A. Vacation or personal leave, if available, for any family or medical leave;

B. Accrued paid family leave (i.e., paid leave covering the particular circumstances for which the staff member is seeking leave), if available, for birth, adoption, or to care for a seriously ill family member; and

C. Accrued paid medical or sick leave, if available, to care for a seriously ill family member, or for the staff member’s own serious health condition.

A staff member may not substitute paid leave for unpaid FMLA leave taken under this policy in any situation where the Board would not normally provide such paid leave.

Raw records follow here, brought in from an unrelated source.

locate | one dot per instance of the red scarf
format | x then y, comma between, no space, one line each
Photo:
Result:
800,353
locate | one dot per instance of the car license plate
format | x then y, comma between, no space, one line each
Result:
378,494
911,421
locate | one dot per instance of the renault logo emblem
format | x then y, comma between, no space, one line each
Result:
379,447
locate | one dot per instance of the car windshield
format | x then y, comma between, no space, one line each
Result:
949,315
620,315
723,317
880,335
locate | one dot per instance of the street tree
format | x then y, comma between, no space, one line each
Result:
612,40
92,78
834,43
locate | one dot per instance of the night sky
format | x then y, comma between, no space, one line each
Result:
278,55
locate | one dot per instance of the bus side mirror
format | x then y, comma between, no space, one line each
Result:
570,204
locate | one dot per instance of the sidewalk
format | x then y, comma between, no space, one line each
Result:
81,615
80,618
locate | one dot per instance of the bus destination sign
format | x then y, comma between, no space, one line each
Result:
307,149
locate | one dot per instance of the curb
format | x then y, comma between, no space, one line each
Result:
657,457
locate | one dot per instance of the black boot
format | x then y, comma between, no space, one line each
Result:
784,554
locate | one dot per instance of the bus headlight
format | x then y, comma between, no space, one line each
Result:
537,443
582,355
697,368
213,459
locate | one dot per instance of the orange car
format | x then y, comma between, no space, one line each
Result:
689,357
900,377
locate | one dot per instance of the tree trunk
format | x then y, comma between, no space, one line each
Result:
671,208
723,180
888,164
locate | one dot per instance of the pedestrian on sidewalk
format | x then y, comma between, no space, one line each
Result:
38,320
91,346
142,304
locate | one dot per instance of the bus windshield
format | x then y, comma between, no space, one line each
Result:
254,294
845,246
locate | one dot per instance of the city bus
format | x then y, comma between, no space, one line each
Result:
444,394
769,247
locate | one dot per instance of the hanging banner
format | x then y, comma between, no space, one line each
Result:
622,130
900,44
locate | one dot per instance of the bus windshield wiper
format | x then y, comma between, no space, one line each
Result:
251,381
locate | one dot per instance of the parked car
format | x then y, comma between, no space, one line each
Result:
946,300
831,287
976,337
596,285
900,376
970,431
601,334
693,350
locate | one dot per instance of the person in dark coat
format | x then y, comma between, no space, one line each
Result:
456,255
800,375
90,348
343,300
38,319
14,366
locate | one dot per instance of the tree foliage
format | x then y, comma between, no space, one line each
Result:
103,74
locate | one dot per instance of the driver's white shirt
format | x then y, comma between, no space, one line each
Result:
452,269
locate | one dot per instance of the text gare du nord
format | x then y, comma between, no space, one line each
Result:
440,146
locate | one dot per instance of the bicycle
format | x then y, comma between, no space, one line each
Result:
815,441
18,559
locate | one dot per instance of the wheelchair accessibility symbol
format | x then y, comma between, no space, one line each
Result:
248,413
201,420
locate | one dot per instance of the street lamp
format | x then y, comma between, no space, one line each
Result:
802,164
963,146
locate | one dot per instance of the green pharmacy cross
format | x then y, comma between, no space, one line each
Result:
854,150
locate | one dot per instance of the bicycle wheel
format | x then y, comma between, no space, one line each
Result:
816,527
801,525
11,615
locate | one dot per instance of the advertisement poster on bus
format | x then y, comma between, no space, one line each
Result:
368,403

For leaves governed by the WFMLA, a staff member may substitute paid or unpaid leave, which he/she earned and accrued, for leave taken under this policy, if available. The Board reserves the right to deny substitution as permitted by law.

Any paid leave substituted for unpaid FMLA leave or WFMLA leave will decrease, in whole or in part, the staff member’s FMLA and/or WFMLA leave entitlement.

The change occurred in the second sentence of the policy. Prior to being amended, both policies stated that “the staff member must use the following leaves provided by the Board”. The policy has been amended to, “the staff member may use the following leaves provided by the Board”.

In other business, the board approved meeting agenda, Nov. 13 minutes, and bills and vouchers for November. Graduation is Sunday, May 18. The board also approved the youth option application of a student interested in joining the onsite, NWTC electo-mechanical program for the spring.

Members of the board present at the meeting were president David Kipp, vice president Elmer Busick, clerk Ken Jones, treasurer Mary Marquis, and board members Joe Lanich, Dennis Taylor and Sandy Wojcik. Also present were Principal Jared Deschane, Superintendent Jan Dooley, district administrative assistant Sherri Schlies, District Business Manager Kelly Stumbris, Auditor Brad Walters and five members of the public.